Resalta: “Pareció elegir hasta el momento de irse. Me dejó tiempo justo para recuperarme en las finales. Mientras se recupera la vieja, necesitaba esta alegría. Más con Leo, que se había alejado un poco raro del club y volver atajando un penal en la final le sirve”.
Del campeonato dice cómo lo recordará: “Es el torneo en el que hice debutar a 14 jugadores. Había muchos que no creían en Alem, porque éramos mayoría de jóvenes. En Alem se escuchan las críticas. Le doy mucho valor porque tuve 5 viejitos que me ayudaron y los ensamblamos con los jóvenes”.
Destaca que “ver la Plaza llena y nuestra tribuna desbordada de gente, es la muestra de que Alem volvió a enamorar a Villa Nueva. La gente se enamoró de este equipo”.
Los condimentos de este torneo no cesan. “Alem no era superior a Ricardo Gutiérrez hoy (por ayer), porque ‘Lanita’ (Díaz) estaba muy lesionado y ‘Panzón’ (Márquez) se infiltró y jugó desgarrado”.

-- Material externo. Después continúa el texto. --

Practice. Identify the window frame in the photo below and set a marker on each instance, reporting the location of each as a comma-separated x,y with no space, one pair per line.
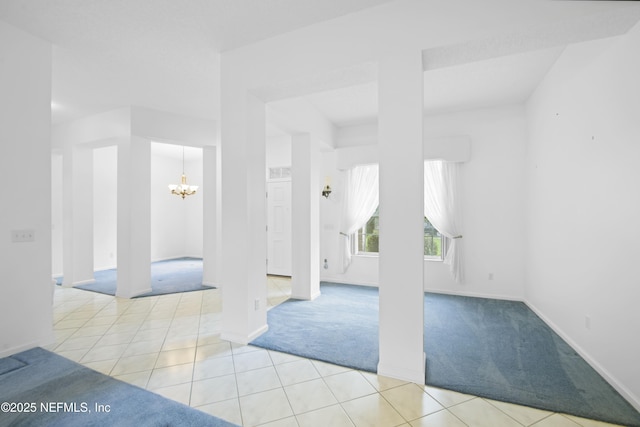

Agrega: “Son unas bestias. El ‘Indio’ no entrenó para llegar mejor. Pablo Fernández pateó el penal desgarrado. El equipo se sostuvo en ellos y en Leo, que demostró qué clase de arquero es. Los pibes hicieron más de lo que yo esperaba. Tienen ese plus de Alem”.
Consideró: “No me explicó lo mucho que rindió este equipo en el segundo tiempo. Tuvimos varias jugadas de gol para sentenciar este partido, pero no entró. Nos tocó sufrir todo el año y no podía ser de otra forma la final”.
Terminar el partido 0-0 lo encontró levantando al público para que alentara a sus dirigidos. “Me tenía mucha fe. Sé todo lo que dieron estos jugadores en esta final, casi todos lesionados. Leo me dijo: ‘Padrino, quedate tranquilo’. Estaba lleno de fe. Les dije: ‘Tenemos la gente que les mete miedo. Tenemos la experiencia y ellos nunca ganaron una final. Así pateamos”.
Agregó: “Fue mucha presión para ellos. Fueron un gran rival, pero Alem sacó a relucir el oficio de campeón. Nos faltó ser más certeros en los 90, pero es merecido”.
Destaca: “Extrañé su consejo. El ‘Chopo’ me llamaba y me decía 3 palabritas, pero justas y claves. Le prometí que nunca mis equipos jugarían ‘a lo cagón’. Nunca renuncié al ataque. Siempre me decía: ‘Jugá con delanteros, atacá. No te va alcanzar defendiendo”.
Le dijo a Puntal en enero que “este era el año de Alem”. Ayer lo refrendó: “Lo dije porque volví a Alem para ser campeón. Hoy veo a ‘Indio’, Pablo y a los chicos con su familia festejando. Cumplimos ese objetivo. Ahora veremos si sigo. Me gustaría dirigir un Torneo Federal, pero antes de jugar con Universitario yo renuncié. Valoro haber llevado otra vez a Alem a la gloria”.